Feb 2 10:51:24 ahost imapd[16376]: Logout user=ausername host=someplace.my.domain [10.1.56.8] Feb 2 10:51:24 ahost sshd[17093]: Failed password for busername from 10.1.34.3 port 43576 ssh2 Feb 2 10:51:27 ahost imapds[17213]: Login user=cusername host=anotherplace.outside.domain [256.23.1.34] Feb 2 10:51:27 ahost imapds[17146]: Killed (lost mailbox lock) user=dusername host=another.outside.domain [256.234.34.1] Feb 2 10:51:27 ahost sshd[17093]: Accepted password for busername from 10.1.34.3 port 43576 ssh2
This is real log data, modified to protect the innocent, from /var/log/auth.log on one of my servers. In a standard syslog setup, this data would be captured with a configuration entry for the 'auth' facility. As you can see, it contains authorization information for both IMAP and SSH sessions. For my current purposes, I only care about SSH sessions. In a standard syslog setup, teasing this information apart can be a real pain, because you only have so many facility. selectors to work with. With RSyslog, you can write advanced filtering expressions to help you capture just what you want.

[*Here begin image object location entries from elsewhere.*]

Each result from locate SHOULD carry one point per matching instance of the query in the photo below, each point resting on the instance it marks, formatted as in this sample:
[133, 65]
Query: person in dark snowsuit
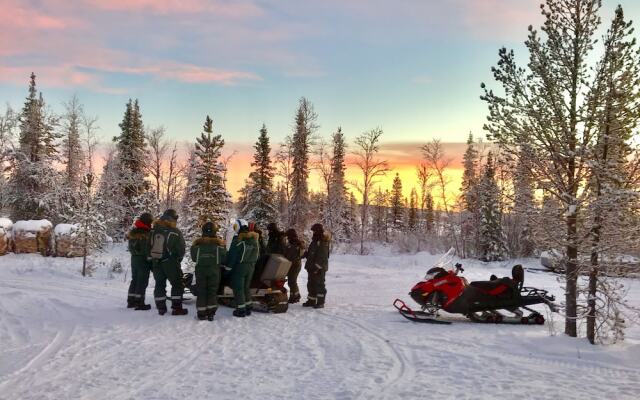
[167, 251]
[242, 256]
[317, 265]
[275, 242]
[293, 250]
[138, 243]
[208, 252]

In my case, I want to grab all log entries where the syslog tag contains 'sshd' which originate from host 'ahost'. The 'then' portion of my expression says what to do with the data, namely, to use the ompgsql driver and the mhcUnparsedSSH template to stuff it into the 'rsyslog' database found at 'localhost' as user 'rsyslog', password 'topsecret'.
The interesting information about these connections exists in the message section, i.e. - the part specified by %msg% in my template. This corresponds to all of the text after the syslog tag's colon:
Failed password for busername from 10.1.34.3 port 43576 ssh2 Accepted password for busername from 10.1.34.3 port 43576 ssh2
We have our data in a database at this point. We could just stop where we are. I want to take this a little farther, though. I want to break the message text down into the parts and pieces I care about, and put it into a more structured table. So let's turn to the database side of things to see what we can do.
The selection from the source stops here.